5Step 5: General Formula
Using the pattern identified, the general formula for \(A^n\) is: \[A^n = \begin{bmatrix} 1 & n \ 0 & 1 \end{bmatrix}\]

Key Concepts

Matrix MultiplicationGeneral Formula for MatricesLinear Algebra Concepts
Matrix Multiplication
Matrix multiplication is a key operation in linear algebra. Understanding it is essential to any work with matrices, including calculating powers of a matrix. When multiplying two matrices, it’s important to note that matrix multiplication is not the same as multiplying individual numbers. Instead, it involves the dot product of rows from the first matrix and columns from the second.
  • To multiply matrices, the number of columns in the first matrix must equal the number of rows in the second.
  • The result is a new matrix where each entry is derived from multiplying corresponding rows and columns.
Take for example our matrix \(A = \begin{bmatrix} 1 & 1 \ 0 & 1 \end{bmatrix}\).
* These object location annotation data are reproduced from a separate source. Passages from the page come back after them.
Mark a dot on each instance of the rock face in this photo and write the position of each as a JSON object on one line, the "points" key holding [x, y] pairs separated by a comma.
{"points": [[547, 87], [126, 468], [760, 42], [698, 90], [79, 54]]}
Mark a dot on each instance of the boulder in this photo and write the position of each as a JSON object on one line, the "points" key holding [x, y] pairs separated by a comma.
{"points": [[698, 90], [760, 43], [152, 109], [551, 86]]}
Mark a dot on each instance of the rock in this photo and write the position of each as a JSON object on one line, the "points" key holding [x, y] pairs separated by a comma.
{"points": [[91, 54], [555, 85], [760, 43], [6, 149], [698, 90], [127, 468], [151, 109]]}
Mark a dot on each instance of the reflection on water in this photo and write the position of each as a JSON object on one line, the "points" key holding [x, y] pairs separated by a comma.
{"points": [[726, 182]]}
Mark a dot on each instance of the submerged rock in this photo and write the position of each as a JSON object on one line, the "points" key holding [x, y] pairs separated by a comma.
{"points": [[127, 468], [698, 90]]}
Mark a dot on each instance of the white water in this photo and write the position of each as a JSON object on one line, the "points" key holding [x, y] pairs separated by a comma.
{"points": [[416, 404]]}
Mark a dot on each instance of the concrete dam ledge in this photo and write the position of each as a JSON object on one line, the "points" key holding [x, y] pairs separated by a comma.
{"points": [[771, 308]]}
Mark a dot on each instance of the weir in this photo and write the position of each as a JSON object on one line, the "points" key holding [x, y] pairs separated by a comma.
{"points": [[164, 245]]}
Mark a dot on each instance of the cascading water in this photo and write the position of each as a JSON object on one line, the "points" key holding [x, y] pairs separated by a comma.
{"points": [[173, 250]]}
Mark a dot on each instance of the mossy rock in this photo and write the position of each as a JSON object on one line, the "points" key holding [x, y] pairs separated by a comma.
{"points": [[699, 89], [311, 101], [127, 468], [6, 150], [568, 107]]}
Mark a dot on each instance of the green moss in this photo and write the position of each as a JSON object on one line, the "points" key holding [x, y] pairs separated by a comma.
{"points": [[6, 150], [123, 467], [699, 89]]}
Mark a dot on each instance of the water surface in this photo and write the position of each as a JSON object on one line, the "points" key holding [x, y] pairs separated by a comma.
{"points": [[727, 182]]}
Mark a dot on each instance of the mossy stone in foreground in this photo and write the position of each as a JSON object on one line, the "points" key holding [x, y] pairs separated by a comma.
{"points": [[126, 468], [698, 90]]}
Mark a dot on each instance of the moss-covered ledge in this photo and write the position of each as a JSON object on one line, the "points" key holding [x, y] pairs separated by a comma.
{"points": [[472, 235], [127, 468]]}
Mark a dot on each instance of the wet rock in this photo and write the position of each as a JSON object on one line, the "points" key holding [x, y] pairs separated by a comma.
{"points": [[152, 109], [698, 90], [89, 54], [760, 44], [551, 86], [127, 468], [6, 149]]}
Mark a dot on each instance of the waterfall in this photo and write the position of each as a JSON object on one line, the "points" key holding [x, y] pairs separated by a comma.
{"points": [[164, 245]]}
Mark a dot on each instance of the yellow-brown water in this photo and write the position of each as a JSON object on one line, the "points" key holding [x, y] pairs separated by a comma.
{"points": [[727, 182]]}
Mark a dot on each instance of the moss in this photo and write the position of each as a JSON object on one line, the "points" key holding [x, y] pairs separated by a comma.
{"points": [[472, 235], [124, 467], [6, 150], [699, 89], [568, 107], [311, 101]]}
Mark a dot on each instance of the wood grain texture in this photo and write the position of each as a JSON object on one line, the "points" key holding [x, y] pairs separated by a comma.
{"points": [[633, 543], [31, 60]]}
To calculate \(A^2\), you multiply \(A\) to itself. The resulting matrix is derived from:
  • Top-left: \((1\cdot1 + 1\cdot0) = 1\)
  • Top-right: \((1\cdot1 + 1\cdot1) = 2\)
  • Bottom-left: \((0\cdot1 + 1\cdot0) = 0\)
  • Bottom-right: \((0\cdot1 + 1\cdot1) = 1\)
The resulting matrix is \(\begin{bmatrix} 1 & 2 \ 0 & 1 \end{bmatrix}\). This process repeats for higher powers.
General Formula for Matrices
Finding a pattern or formula for a matrix raised to a power can make calculations more efficient. When we observe how matrices multiply, patterns often appear. These patterns are utilized to formulate general expressions for any power.
In the exercise, you continued multiplying matrix \(A\), noting the results. Each multiplication revealed an emerging pattern, specifically in the top-right element of these products. Structure this pattern into a general formula.
  • Every multiplication adds 1 to the top-right element.
  • The top-left and bottom-right remain constant as 1.
  • The bottom-left stays 0 throughout.
Thus, for matrix \(A\) raised to the nth power, you found the result could be anticipated: \(A^n = \begin{bmatrix} 1 & n \ 0 & 1 \end{bmatrix}\). Recognizing such structures simplifies calculations drastically, as instead of calculating each multiplication, the pattern gives immediate answers.
Linear Algebra Concepts
Linear algebra extends beyond mere number calculations, using matrices and vectors to represent and solve systems of equations. Central to this are concepts like matrix operations, such as addition, scalar multiplication, and matrix multiplication. Another vital idea is the manipulation of matrices to achieve specific forms or solutions.
  • Understanding matrix operations enables solving complex problems in physics and computer science.
  • Powers of matrices can model repetitive processes or transformations in systems.
  • Patterns within matrix operations can often simplify complex calculations, making them manageable.
In the exercise where matrix \(A\) is raised to successive powers, the focus is on recognizing matrix behavior under repeated operations. Realizing how certain entries change and others remain constant provides deep insights into the matrix's structure and potential applications. Such insights are essential for advancing in fields that rely on linear algebra, like engineering or data science.